Everyone of the Lords sees themself as President someday, forcing them to try to be everything to everyone, but scared of their own shadow. This egotism provides them with no compass and a horrible guide for performing their job.
I wasn't a poli sci major - is there something I'm missing? (TJ?) From a higher plane - Is this how the system of checks and balances is supposed to work? I hear "the Senate is supposed to be the great moderating factor in the legislative process", and while the deal cutting and nebbishness has gone on in legislative bodies forever, it has become increasingly frustrating. I suppose a study of our history will show that this time in history is not unique and I have to keep reminding myself that our system isn't perfect and never will be...
From this morning's news - "The agreement, which applies to Supreme Court nominees, said future judicial nominations should 'only be filibustered under extraordinary circumstances,' with each Democratic senator holding the discretion to decide when those conditions had been met." .....?????? What kinda crap is that? Some deal!! The hardliners on the right better be ready to pull out the "nuclear option" again pretty soon. The Dems are going to be no easier to work with.
Dr. James C. Dobson said the agreement "represents a complete bailout and a betrayal by a cabal of Republicans and a great victory for united Democrats."
Both parties were sold out, partially. I think the democrats have the better of the deal, but only because they fell one to two votes short. If push came to shove, and Frist tried to excercize the nuclear option -- can we be 100% certain that these same squishes wouldn't have bailed out on us?
Frist and McCain are done. The fact is, there is no "history" of filibustering judicial nominees on the floor. None. Zip. The closest you can come is Fortas, and he lacked the votes on the floor to win... the filibuster was the result of severe ethical questions that led members of both parties to block him, not a temper tantrum on the part of the minority.
The problem we have is our Senators continue to equate public opinion with elite opinion as expressed in the NYT editorial pages. The fact is, Bush won. The GOP won a solid majority in the Senate. The Dems have changed the rules to basically impose a new supermajority requirement -- not on an occasional nominee -- but on scores of them.
It should not stand.

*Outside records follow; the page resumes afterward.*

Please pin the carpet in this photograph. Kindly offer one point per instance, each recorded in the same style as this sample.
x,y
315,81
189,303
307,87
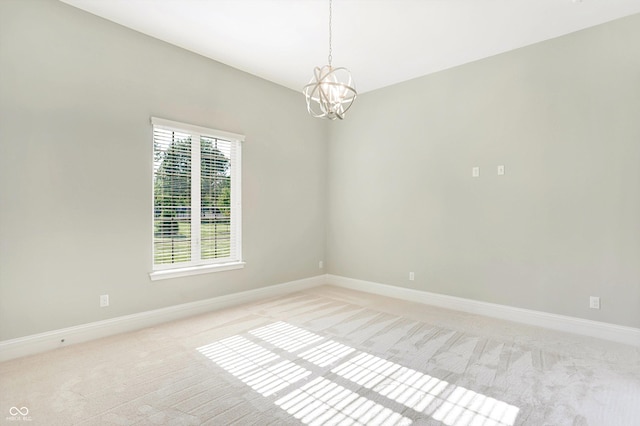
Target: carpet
x,y
329,356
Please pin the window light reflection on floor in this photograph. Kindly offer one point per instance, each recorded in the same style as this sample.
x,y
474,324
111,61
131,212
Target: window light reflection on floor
x,y
286,336
450,404
322,401
248,362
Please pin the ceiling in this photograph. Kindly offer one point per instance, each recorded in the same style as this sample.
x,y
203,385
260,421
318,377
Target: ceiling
x,y
382,42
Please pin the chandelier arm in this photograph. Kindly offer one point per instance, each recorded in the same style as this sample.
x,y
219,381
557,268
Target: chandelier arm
x,y
330,35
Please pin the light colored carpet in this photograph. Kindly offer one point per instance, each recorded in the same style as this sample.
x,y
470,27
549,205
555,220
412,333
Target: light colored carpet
x,y
329,356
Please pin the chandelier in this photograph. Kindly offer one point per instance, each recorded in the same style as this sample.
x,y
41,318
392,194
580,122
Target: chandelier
x,y
330,91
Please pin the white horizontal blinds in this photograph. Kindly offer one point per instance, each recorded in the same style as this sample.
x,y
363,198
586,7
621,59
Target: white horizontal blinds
x,y
216,194
172,196
196,195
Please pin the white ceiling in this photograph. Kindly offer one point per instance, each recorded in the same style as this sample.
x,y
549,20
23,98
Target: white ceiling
x,y
382,42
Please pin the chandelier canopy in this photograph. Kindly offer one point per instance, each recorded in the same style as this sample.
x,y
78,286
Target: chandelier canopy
x,y
331,91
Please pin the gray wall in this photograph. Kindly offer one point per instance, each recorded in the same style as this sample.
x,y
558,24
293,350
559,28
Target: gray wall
x,y
561,225
76,95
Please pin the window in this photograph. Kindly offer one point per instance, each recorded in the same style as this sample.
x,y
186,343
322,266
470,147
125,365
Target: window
x,y
196,200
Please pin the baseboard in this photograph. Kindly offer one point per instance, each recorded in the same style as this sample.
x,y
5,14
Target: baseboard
x,y
29,345
600,330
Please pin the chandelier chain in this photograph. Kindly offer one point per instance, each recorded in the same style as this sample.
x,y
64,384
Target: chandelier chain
x,y
330,16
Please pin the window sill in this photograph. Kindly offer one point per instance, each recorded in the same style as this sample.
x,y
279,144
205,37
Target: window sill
x,y
194,270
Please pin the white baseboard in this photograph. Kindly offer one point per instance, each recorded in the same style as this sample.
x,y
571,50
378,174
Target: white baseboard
x,y
601,330
29,345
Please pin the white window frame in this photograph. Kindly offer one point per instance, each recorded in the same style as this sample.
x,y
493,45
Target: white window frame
x,y
199,266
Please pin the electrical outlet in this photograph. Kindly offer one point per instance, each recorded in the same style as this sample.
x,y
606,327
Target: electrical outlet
x,y
104,300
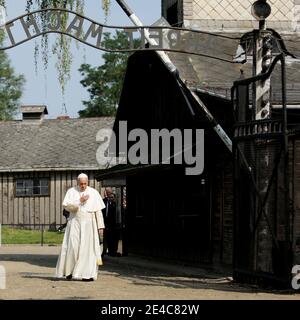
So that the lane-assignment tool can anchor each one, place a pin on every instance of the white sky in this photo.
(44, 88)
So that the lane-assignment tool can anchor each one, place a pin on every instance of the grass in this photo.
(22, 236)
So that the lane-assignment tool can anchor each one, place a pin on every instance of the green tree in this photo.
(11, 86)
(104, 83)
(62, 46)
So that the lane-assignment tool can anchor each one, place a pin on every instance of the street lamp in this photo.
(262, 56)
(260, 10)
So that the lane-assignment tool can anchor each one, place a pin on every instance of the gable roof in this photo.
(51, 144)
(217, 76)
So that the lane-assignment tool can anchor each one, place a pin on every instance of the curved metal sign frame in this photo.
(167, 37)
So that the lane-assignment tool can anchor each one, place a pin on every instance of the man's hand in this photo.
(101, 235)
(84, 198)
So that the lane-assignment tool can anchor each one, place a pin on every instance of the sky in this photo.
(43, 87)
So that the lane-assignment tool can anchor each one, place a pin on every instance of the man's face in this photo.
(111, 197)
(83, 183)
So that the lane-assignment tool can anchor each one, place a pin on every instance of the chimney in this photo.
(33, 112)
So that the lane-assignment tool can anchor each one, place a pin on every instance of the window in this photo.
(32, 187)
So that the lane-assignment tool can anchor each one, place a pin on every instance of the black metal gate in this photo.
(262, 237)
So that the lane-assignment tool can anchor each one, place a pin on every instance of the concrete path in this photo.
(30, 275)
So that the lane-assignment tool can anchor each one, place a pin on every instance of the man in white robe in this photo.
(80, 253)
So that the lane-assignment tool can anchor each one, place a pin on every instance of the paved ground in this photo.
(30, 269)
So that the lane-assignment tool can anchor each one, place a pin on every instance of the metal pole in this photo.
(286, 170)
(42, 236)
(172, 68)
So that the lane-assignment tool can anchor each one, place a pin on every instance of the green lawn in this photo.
(22, 236)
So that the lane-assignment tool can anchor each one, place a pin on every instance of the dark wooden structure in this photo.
(170, 214)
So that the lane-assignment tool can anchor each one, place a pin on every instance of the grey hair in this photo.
(82, 176)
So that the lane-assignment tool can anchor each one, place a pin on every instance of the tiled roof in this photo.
(50, 144)
(217, 75)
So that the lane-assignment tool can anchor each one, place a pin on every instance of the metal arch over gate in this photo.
(155, 41)
(90, 33)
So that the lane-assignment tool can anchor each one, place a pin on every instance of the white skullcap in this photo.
(82, 176)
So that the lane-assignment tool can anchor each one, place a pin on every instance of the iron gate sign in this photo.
(90, 32)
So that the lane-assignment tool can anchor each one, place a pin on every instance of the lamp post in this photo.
(261, 60)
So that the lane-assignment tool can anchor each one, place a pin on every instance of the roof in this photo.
(216, 75)
(51, 144)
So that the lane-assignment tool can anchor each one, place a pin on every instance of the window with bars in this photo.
(32, 187)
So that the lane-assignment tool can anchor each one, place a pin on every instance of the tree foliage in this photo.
(62, 45)
(11, 86)
(104, 83)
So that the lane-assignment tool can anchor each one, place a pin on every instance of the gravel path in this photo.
(30, 275)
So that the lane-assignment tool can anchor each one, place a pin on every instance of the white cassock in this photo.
(80, 253)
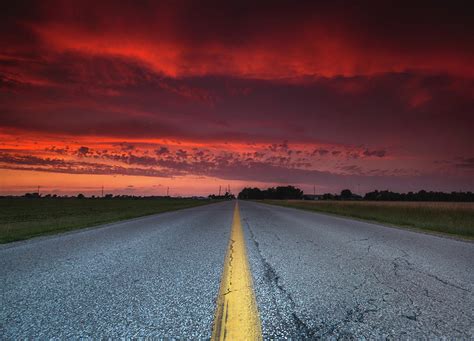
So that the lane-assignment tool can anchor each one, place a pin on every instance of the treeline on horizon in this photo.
(107, 196)
(294, 193)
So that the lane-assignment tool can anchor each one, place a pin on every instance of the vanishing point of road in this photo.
(291, 273)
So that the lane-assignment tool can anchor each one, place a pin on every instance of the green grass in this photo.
(22, 218)
(445, 217)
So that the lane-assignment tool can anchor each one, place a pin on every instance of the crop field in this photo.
(22, 218)
(456, 218)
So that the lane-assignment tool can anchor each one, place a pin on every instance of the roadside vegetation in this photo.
(22, 218)
(456, 218)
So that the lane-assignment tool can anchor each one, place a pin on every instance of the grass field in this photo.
(446, 217)
(22, 218)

The Dems broke because they lost the fight and wanted to fight another day. Our side allowed them to not only live another day, but to have terms that gave them a rhetorical (though not moral) advantage when the fight comes up again. As soon as the stakes get high enough (cough. Supreme court. cough.) they will break the spirit of the agreement and declare any conservative candidate to be "exceptional circumstances."

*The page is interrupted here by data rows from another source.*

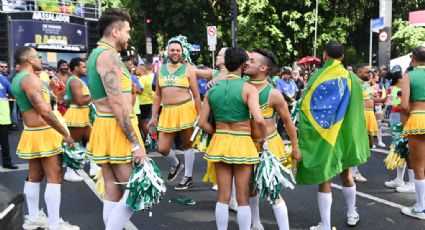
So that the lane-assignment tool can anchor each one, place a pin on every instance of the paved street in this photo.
(379, 207)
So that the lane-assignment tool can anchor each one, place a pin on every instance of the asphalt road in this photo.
(379, 207)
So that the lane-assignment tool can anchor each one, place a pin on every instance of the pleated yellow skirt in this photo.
(38, 142)
(232, 147)
(174, 118)
(108, 143)
(77, 116)
(371, 124)
(415, 124)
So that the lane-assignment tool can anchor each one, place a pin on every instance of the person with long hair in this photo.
(413, 119)
(232, 149)
(177, 91)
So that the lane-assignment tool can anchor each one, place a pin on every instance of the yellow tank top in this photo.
(178, 79)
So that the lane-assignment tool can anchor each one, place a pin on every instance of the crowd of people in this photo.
(243, 104)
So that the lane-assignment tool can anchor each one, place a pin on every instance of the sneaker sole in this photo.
(177, 173)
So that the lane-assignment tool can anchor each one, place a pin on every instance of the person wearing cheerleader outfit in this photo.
(413, 119)
(232, 149)
(259, 66)
(115, 139)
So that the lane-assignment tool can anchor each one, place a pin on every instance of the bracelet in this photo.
(135, 148)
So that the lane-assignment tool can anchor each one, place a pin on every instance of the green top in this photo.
(24, 103)
(417, 84)
(95, 82)
(226, 101)
(216, 73)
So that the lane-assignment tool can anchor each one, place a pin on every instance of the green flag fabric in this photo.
(332, 126)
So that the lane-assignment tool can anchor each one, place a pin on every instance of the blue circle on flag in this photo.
(329, 102)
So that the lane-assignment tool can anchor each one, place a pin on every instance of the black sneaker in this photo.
(185, 184)
(174, 171)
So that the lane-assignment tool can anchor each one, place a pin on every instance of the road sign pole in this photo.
(370, 43)
(213, 55)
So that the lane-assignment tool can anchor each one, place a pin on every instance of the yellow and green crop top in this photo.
(84, 88)
(95, 82)
(178, 79)
(266, 110)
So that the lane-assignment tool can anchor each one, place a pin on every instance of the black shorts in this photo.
(145, 111)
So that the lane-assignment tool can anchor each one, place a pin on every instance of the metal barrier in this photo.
(90, 9)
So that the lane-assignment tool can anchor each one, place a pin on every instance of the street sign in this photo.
(196, 47)
(377, 23)
(212, 36)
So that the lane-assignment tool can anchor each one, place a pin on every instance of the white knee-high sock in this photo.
(400, 172)
(420, 194)
(244, 217)
(233, 194)
(255, 210)
(324, 200)
(52, 197)
(172, 159)
(350, 199)
(281, 214)
(119, 216)
(32, 195)
(189, 158)
(108, 206)
(411, 175)
(221, 216)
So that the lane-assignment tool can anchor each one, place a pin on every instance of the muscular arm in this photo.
(77, 93)
(109, 68)
(279, 105)
(405, 96)
(193, 83)
(33, 89)
(254, 107)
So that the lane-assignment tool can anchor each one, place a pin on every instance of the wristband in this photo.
(135, 148)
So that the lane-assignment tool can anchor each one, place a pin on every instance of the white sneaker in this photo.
(257, 227)
(40, 222)
(319, 227)
(71, 175)
(233, 205)
(352, 220)
(214, 187)
(359, 178)
(407, 188)
(394, 183)
(381, 144)
(65, 225)
(414, 212)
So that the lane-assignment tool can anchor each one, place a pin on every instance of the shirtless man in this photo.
(40, 143)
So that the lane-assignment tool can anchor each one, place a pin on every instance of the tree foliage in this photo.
(284, 26)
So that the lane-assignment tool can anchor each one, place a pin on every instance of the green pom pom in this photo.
(271, 176)
(75, 158)
(145, 187)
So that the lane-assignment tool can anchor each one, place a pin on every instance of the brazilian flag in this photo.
(332, 126)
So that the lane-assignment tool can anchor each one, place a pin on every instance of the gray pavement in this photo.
(379, 207)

Look for McCain to run with Lieberman on a third party line in 2008. Mark it down. Neither of them have a future in their own parties.

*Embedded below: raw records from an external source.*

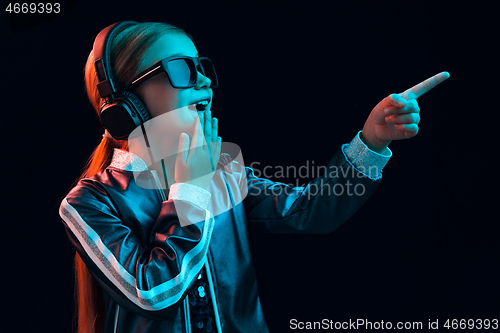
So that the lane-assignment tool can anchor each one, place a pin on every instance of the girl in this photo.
(162, 246)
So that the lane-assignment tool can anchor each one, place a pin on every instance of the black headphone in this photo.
(122, 110)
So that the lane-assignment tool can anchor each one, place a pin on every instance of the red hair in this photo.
(128, 52)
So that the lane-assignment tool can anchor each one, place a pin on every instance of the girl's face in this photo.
(158, 94)
(172, 110)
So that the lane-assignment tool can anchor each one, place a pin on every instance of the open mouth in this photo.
(202, 105)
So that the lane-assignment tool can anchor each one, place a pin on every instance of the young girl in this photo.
(162, 243)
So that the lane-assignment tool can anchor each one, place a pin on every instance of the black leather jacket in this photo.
(131, 241)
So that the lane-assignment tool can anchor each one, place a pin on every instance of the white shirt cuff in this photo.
(365, 160)
(190, 193)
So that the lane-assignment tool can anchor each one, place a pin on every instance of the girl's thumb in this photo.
(183, 150)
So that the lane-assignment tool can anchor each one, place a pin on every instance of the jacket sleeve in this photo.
(350, 178)
(148, 278)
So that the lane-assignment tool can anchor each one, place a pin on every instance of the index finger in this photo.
(198, 136)
(424, 86)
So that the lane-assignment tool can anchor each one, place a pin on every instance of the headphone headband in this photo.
(102, 57)
(122, 110)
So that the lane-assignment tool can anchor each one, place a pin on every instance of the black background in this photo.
(298, 79)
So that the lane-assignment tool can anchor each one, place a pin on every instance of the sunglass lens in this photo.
(209, 71)
(181, 73)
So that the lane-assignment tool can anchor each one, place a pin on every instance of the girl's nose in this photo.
(202, 82)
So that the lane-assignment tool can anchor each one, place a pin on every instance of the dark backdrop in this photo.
(298, 79)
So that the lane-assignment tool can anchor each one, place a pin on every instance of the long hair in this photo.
(128, 51)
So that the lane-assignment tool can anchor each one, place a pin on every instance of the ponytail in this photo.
(128, 52)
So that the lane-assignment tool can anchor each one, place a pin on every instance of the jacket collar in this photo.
(127, 161)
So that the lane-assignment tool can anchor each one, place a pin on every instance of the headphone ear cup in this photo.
(123, 114)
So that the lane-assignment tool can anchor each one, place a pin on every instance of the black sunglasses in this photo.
(181, 71)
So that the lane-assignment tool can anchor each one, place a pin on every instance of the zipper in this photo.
(185, 301)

I could not be more unhappy about the 'Compromise.' It still allows the Dems to filibuster in extraordinary circumstances.Post a Comment
Although I think Frist should have exercised the nuclear option, that would have been risky. The pros are obvious....and are even better considering a couple of SC nominations are undoubtedly coming up. Plus the Dems would slow business to a crawl, which is horrible PR for them.
However, I fully expected squishy GOP senators (know of any TIBS?) to cave in and go with the Dems if Frist went forward. The press would label these the GOP 'Courageous' senators. Of course, if any Dem senators voted with the GOP, they would be traitors, out-of-touch, etc.
I agree with TJ - McCain is running on a 3rd Party ticket. Word is he's hired Dem staffers with presidential campaign experience, and I couldn't name one conservative (except maybe Scott)who would vote for him.